In the hours after the FBI launched an investigation into the vandalism of a Jewish cemetery in Philadelphia, where more than 100 headstones were found toppled on Feb. 26, photographer Charles Mostoller, made his way to Mount Carmel Jewish Cemetery. He was a couple of days late as press photographers had already come and gone. But, in this case, he had a unique advantage: a drone.
Using a DJI Mavic Pro drone, he flew over the highest concentration of knocked over headstones and turned the camera straight down to capture an image that would convey the full extant of the vandalism. “I took it up, but not too high and looked for the right arrangement,” he tells TIME. “The moment you got up into the air, you could see how few were still standing.”
The photograph is part of a larger project Mostoller has been working on that looks at how humans interact with and affect the natural world. “I am interested in using this vantage point to look at the world in a way we wouldn’t otherwise,” he says.
When flying his drone, Mostoller always makes sure he’s following the Federal Aviation Administration’s regulations. One of these rules restricts the use of drones within a five-mile radius of any airport. Luckily, Mount Carmel Jewish Cemetery happened to be a single block outside of the radius for the nearest airport.
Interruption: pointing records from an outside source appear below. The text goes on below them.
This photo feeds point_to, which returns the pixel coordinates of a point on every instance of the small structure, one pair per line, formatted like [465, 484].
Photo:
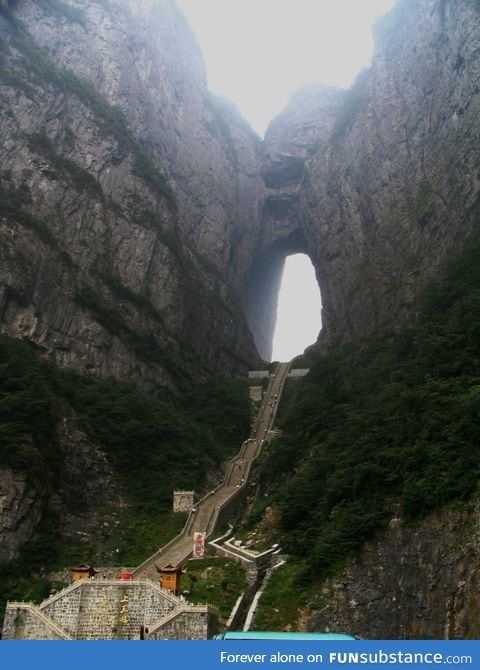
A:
[256, 393]
[298, 372]
[258, 374]
[183, 501]
[83, 571]
[170, 578]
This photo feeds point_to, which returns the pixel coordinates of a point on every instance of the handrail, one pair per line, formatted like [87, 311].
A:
[36, 611]
[281, 369]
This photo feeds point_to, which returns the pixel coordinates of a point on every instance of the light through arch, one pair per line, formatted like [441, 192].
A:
[299, 309]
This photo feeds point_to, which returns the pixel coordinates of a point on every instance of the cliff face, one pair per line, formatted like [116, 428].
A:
[412, 583]
[142, 218]
[381, 184]
[124, 185]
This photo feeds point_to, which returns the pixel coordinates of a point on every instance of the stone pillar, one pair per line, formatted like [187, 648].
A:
[183, 501]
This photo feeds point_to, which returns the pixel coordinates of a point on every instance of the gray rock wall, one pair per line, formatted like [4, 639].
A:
[410, 583]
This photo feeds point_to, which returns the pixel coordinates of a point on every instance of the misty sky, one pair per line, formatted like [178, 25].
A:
[257, 53]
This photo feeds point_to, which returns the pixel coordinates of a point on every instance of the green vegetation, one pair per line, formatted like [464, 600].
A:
[282, 599]
[81, 179]
[216, 581]
[390, 421]
[110, 119]
[352, 104]
[154, 443]
[73, 14]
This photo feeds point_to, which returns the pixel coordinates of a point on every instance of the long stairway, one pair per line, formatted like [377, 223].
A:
[207, 510]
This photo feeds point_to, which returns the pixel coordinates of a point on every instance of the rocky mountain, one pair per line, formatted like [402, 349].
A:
[138, 205]
[380, 185]
[124, 185]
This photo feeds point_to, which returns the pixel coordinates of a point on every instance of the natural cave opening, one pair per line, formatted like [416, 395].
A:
[301, 314]
[298, 310]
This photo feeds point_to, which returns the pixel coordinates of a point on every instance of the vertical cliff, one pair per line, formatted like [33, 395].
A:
[124, 186]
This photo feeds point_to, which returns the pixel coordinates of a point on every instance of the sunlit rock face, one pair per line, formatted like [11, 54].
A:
[382, 183]
[409, 583]
[128, 193]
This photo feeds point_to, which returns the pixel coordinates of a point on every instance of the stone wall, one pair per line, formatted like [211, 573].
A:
[108, 610]
[194, 623]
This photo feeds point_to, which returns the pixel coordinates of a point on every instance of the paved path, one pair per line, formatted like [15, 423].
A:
[204, 518]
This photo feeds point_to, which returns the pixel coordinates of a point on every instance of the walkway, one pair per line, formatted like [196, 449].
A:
[208, 509]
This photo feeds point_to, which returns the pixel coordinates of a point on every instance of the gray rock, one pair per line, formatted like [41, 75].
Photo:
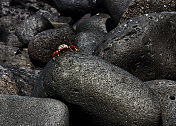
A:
[31, 27]
[46, 42]
[14, 57]
[74, 7]
[88, 41]
[108, 94]
[96, 22]
[143, 46]
[23, 111]
[140, 7]
[116, 8]
[17, 81]
[165, 91]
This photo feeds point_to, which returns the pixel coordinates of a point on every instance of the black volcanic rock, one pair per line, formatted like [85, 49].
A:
[74, 8]
[140, 7]
[96, 22]
[26, 111]
[116, 8]
[14, 57]
[17, 81]
[108, 94]
[31, 27]
[165, 90]
[144, 46]
[46, 42]
[88, 41]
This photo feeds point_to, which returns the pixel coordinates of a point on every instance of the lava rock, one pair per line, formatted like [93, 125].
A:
[17, 81]
[18, 110]
[31, 27]
[13, 56]
[110, 95]
[143, 46]
[140, 7]
[74, 8]
[96, 22]
[165, 91]
[46, 42]
[88, 41]
[116, 8]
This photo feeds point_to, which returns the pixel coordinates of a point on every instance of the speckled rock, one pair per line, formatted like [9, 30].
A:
[31, 27]
[46, 42]
[23, 111]
[108, 94]
[13, 56]
[140, 7]
[116, 8]
[96, 22]
[74, 8]
[165, 91]
[143, 46]
[17, 81]
[88, 41]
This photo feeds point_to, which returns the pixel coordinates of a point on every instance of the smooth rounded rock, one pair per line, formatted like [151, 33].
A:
[144, 46]
[27, 111]
[88, 41]
[31, 27]
[116, 8]
[14, 57]
[165, 91]
[46, 42]
[96, 22]
[140, 7]
[108, 94]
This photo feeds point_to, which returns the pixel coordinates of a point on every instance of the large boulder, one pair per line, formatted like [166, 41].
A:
[108, 95]
[140, 7]
[46, 42]
[116, 8]
[26, 111]
[165, 91]
[144, 46]
[31, 27]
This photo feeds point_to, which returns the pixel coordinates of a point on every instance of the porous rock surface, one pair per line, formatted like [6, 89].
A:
[165, 91]
[116, 8]
[88, 41]
[96, 22]
[46, 42]
[31, 27]
[144, 46]
[108, 94]
[17, 81]
[18, 110]
[140, 7]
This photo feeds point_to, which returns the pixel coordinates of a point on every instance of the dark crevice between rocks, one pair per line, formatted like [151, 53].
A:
[110, 24]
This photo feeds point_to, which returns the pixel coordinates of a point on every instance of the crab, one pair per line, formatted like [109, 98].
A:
[64, 48]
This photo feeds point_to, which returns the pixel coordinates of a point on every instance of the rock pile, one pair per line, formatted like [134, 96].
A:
[123, 75]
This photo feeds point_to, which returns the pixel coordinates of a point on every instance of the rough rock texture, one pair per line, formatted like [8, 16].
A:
[116, 8]
[31, 27]
[140, 7]
[110, 95]
[17, 81]
[96, 22]
[74, 8]
[46, 42]
[23, 111]
[88, 41]
[13, 56]
[144, 46]
[165, 91]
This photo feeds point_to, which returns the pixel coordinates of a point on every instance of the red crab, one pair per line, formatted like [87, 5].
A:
[64, 48]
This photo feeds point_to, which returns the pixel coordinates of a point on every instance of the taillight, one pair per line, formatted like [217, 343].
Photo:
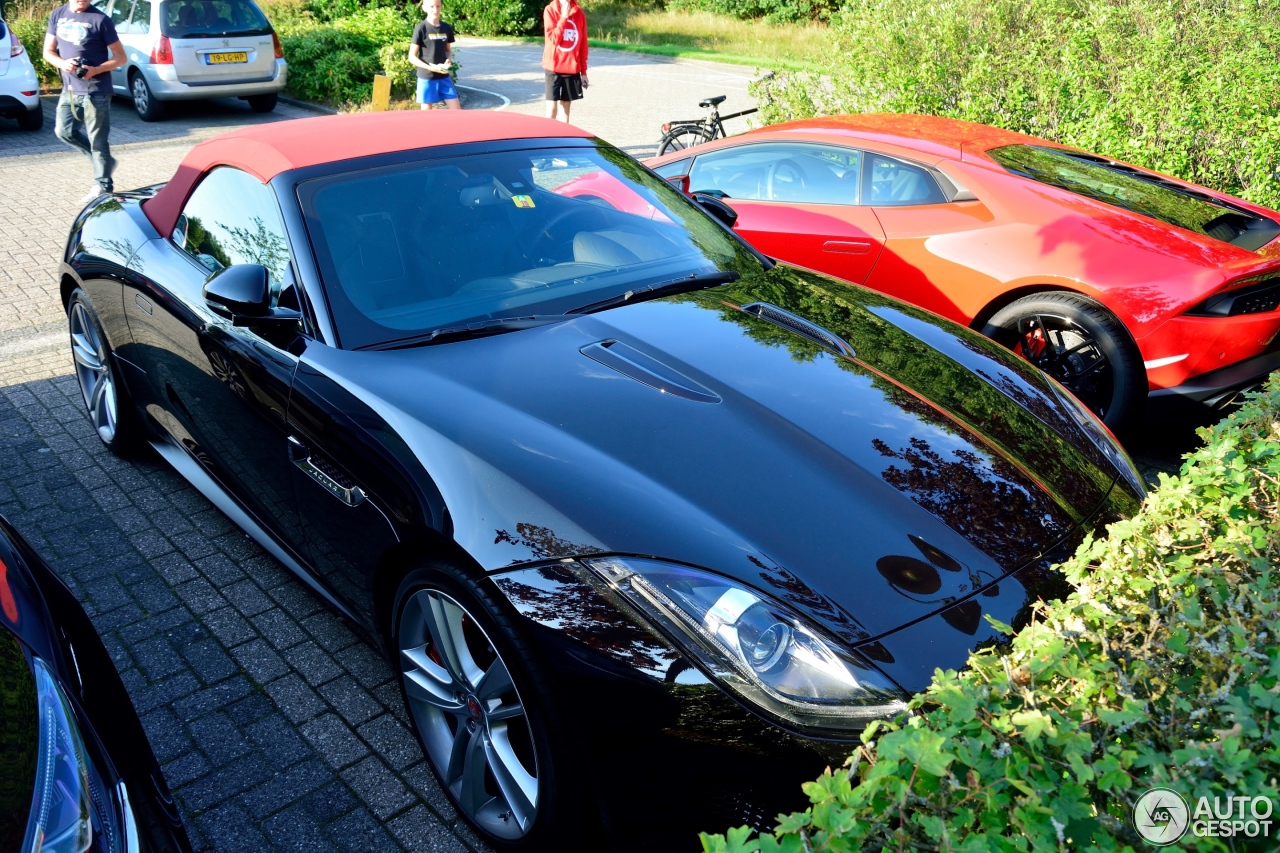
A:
[161, 51]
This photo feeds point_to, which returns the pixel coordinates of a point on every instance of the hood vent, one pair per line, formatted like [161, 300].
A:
[636, 365]
[787, 320]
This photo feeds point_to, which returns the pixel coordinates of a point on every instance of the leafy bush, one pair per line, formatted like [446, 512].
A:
[772, 10]
[1161, 669]
[31, 21]
[494, 17]
[1188, 87]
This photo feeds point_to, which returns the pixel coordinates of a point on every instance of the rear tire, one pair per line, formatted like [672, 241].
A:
[106, 400]
[263, 103]
[32, 119]
[684, 136]
[144, 100]
[1083, 346]
[480, 705]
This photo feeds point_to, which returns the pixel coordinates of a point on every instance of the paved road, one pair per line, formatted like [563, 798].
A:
[278, 725]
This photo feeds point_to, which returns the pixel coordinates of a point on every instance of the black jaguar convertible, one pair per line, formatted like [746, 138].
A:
[650, 524]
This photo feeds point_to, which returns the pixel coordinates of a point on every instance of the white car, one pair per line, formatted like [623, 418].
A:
[195, 49]
[19, 90]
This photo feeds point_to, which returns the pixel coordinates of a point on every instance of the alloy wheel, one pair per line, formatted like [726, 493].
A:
[1066, 351]
[471, 721]
[94, 372]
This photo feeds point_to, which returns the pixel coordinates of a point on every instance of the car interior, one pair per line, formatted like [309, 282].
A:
[411, 247]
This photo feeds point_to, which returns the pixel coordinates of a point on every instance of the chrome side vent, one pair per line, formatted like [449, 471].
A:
[787, 320]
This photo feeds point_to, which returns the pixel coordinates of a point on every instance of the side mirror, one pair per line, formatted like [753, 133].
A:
[242, 293]
[717, 208]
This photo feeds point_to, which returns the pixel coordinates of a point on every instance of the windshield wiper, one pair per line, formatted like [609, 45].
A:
[682, 284]
[479, 329]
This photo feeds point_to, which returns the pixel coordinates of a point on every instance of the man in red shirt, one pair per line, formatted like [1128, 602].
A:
[563, 54]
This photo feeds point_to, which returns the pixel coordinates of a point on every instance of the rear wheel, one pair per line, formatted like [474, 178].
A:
[144, 101]
[1083, 346]
[263, 103]
[32, 119]
[684, 136]
[105, 398]
[478, 701]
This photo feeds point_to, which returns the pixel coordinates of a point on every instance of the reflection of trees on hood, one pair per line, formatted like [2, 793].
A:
[895, 359]
[982, 498]
[260, 246]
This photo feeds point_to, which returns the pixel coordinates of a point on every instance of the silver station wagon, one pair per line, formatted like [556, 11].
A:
[195, 49]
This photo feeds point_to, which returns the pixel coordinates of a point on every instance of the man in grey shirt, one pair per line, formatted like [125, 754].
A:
[81, 42]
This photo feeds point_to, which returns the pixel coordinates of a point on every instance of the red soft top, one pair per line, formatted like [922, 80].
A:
[266, 150]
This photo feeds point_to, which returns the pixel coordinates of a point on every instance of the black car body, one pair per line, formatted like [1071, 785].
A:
[67, 726]
[869, 477]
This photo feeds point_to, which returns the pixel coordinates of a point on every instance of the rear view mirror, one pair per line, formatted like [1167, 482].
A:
[717, 208]
[242, 293]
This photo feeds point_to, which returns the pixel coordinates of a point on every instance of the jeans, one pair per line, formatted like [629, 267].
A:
[83, 123]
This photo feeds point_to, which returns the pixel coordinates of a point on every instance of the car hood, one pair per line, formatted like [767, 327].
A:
[869, 489]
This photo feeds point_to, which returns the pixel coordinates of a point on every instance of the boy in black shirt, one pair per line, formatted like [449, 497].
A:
[432, 54]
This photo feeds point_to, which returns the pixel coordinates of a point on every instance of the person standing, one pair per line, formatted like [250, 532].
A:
[81, 42]
[563, 54]
[432, 54]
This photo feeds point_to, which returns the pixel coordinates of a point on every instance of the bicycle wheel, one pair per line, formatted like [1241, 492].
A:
[685, 136]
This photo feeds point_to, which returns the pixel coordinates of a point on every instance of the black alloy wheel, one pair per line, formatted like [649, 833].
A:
[478, 702]
[1083, 346]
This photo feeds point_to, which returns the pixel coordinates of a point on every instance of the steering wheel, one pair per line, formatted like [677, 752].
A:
[784, 174]
[547, 240]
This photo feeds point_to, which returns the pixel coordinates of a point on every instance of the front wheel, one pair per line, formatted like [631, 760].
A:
[1083, 346]
[144, 100]
[681, 137]
[105, 398]
[478, 701]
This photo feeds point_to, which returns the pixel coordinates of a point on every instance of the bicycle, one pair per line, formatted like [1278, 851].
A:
[681, 135]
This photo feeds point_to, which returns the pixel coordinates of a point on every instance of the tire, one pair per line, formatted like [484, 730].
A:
[32, 119]
[263, 103]
[144, 101]
[502, 717]
[684, 136]
[106, 400]
[1083, 346]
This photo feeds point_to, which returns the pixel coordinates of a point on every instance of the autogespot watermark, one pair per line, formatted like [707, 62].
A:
[1161, 816]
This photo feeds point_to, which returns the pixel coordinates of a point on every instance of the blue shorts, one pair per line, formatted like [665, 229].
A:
[433, 91]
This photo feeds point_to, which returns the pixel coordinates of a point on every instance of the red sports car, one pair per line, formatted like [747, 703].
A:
[1119, 282]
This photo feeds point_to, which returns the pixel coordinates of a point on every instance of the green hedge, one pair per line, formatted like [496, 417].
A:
[1189, 87]
[1161, 669]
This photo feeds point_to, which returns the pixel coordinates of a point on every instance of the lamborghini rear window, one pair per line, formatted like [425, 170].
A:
[1137, 191]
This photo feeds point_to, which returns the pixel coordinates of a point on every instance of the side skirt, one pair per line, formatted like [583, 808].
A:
[191, 470]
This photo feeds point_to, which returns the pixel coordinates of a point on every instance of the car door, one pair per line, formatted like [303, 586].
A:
[220, 391]
[798, 203]
[119, 12]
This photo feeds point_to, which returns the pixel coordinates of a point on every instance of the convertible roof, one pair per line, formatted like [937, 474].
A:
[266, 150]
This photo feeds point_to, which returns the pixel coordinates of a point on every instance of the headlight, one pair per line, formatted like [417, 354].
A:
[69, 810]
[757, 647]
[1100, 436]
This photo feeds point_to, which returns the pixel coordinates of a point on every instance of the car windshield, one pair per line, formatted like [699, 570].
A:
[211, 18]
[1142, 192]
[410, 249]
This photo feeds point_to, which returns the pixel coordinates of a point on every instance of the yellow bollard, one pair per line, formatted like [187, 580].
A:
[382, 92]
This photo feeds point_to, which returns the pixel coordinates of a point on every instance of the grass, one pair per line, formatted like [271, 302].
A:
[703, 35]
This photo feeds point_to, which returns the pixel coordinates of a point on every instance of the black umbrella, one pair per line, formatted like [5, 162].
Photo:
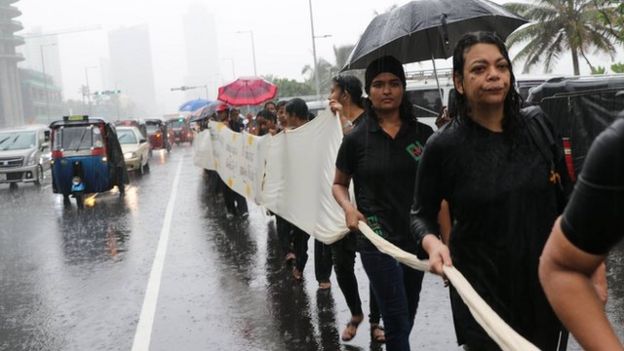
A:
[429, 29]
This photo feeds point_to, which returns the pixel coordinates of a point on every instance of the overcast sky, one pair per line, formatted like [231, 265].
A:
[281, 30]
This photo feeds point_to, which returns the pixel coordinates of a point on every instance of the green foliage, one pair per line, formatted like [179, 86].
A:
[561, 26]
[617, 68]
[599, 70]
[290, 87]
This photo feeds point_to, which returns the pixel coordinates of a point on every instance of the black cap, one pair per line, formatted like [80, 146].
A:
[385, 64]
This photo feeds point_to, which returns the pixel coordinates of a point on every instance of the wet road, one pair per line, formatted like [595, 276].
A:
[73, 280]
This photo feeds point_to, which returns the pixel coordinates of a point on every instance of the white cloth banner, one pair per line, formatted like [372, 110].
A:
[299, 172]
[202, 151]
[293, 177]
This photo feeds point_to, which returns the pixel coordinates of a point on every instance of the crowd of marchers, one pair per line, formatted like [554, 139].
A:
[483, 193]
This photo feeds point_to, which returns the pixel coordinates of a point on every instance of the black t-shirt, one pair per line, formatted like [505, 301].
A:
[383, 171]
[594, 219]
[503, 206]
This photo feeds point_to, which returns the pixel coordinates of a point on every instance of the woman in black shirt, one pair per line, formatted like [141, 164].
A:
[382, 155]
[497, 182]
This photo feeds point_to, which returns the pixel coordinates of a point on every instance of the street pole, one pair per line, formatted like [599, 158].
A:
[316, 78]
[253, 49]
[232, 62]
[45, 84]
[88, 87]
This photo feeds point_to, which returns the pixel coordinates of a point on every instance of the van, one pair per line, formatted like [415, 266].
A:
[422, 91]
[24, 154]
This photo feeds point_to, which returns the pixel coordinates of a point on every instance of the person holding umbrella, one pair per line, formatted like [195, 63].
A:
[504, 186]
[381, 156]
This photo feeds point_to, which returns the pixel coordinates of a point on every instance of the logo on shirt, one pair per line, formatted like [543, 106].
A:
[415, 150]
[373, 223]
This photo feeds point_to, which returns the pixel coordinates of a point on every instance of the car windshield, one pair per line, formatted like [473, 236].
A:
[75, 138]
[176, 124]
[152, 128]
[126, 136]
[17, 140]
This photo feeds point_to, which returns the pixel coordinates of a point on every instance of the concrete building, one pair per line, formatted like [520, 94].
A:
[202, 55]
[132, 68]
[43, 101]
[11, 113]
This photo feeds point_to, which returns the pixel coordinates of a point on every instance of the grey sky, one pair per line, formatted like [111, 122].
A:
[281, 30]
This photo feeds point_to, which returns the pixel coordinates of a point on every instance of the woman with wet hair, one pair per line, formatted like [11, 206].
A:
[345, 100]
[503, 185]
[381, 155]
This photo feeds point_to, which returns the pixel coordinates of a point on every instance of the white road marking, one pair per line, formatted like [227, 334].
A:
[143, 333]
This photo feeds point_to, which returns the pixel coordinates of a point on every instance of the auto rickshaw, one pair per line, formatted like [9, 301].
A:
[86, 158]
[181, 130]
[160, 137]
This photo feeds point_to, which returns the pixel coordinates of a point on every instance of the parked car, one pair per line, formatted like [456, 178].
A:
[135, 149]
[160, 137]
[24, 154]
[181, 129]
[580, 108]
[139, 123]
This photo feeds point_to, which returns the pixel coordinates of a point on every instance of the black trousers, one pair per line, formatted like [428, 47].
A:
[343, 252]
[235, 203]
[284, 234]
[322, 261]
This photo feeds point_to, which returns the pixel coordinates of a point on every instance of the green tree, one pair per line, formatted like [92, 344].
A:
[290, 87]
[559, 26]
[599, 70]
[617, 68]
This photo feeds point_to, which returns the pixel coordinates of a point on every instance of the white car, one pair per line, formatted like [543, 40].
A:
[135, 149]
[24, 154]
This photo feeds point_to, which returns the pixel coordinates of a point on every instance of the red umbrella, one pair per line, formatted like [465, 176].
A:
[247, 91]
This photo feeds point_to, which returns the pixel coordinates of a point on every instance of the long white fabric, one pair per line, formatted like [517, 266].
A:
[291, 174]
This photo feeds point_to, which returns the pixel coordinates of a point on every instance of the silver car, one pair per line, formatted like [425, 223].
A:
[135, 147]
[24, 154]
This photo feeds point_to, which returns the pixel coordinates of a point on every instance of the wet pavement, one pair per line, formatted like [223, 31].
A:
[76, 280]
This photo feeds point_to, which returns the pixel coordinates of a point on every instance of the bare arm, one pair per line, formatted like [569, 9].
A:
[444, 219]
[565, 273]
[340, 190]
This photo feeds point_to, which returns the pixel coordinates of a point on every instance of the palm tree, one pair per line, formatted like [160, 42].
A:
[558, 26]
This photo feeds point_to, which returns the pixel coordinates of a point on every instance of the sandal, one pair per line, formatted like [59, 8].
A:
[351, 329]
[324, 285]
[297, 274]
[378, 334]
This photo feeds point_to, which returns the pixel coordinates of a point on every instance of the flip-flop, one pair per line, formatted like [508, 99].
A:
[378, 334]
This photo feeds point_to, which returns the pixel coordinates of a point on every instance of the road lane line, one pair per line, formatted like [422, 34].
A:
[143, 333]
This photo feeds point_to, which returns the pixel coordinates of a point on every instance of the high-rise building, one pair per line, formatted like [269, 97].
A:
[202, 55]
[132, 68]
[41, 53]
[11, 113]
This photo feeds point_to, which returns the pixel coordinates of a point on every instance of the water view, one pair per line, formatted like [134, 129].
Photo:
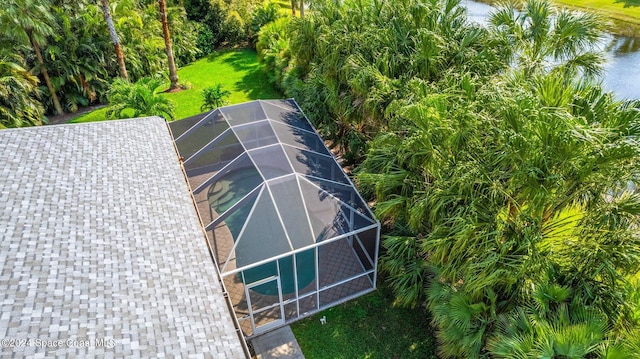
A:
[622, 69]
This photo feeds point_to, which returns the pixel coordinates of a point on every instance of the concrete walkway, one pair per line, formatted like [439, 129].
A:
[279, 343]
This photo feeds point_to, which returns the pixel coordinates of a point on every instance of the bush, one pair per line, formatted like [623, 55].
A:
[262, 16]
[140, 97]
[273, 50]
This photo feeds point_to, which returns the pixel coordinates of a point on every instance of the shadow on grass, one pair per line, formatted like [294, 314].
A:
[629, 3]
[254, 81]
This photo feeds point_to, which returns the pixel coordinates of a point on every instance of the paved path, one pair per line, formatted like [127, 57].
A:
[280, 343]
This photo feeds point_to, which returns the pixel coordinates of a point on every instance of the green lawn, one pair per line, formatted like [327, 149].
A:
[625, 12]
[367, 327]
[237, 70]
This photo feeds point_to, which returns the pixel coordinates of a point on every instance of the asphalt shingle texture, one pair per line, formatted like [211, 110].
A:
[99, 240]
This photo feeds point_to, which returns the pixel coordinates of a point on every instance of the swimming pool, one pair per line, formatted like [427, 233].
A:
[223, 194]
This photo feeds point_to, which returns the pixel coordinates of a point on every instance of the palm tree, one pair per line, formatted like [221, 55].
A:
[114, 38]
[173, 73]
[29, 22]
[138, 99]
[19, 105]
[544, 38]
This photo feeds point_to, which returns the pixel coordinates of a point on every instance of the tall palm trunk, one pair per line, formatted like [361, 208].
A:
[45, 74]
[173, 73]
[114, 38]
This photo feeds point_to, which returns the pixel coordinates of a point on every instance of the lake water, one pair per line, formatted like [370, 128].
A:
[622, 68]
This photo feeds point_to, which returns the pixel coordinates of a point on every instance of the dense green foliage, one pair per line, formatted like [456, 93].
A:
[78, 59]
[67, 46]
[506, 178]
[214, 97]
[237, 70]
[138, 99]
[19, 94]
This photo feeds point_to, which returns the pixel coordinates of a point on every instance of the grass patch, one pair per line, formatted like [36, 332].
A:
[367, 327]
[237, 70]
[624, 13]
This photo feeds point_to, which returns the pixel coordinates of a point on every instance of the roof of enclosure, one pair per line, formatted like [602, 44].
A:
[270, 177]
[99, 239]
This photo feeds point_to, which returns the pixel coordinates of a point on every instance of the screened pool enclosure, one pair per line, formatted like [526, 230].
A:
[288, 230]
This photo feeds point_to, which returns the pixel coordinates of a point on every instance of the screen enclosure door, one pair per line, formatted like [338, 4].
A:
[264, 299]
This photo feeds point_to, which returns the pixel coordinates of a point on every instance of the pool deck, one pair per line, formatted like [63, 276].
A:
[279, 343]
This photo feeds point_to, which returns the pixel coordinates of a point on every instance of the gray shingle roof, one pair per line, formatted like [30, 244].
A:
[99, 239]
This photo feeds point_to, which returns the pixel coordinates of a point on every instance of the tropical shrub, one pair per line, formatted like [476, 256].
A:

Tools aside, Mostoller covered this story because he felt it was an important one to tell. “Right after this [act of vandalism], a couple of bomb threats were [made] to Jewish centers in the area,” he says. “For Jews in this community, it is very threatening and it is very reminiscent of what has happened to Jews in the past. Hatred boils up, it doesn’t just appear. This could be the vanguard of more overt and violent racism and anti-semitism in this country. Or it could be the end of it if we stand up and say we won’t stand for it in this country. I think we are at that moment right now.”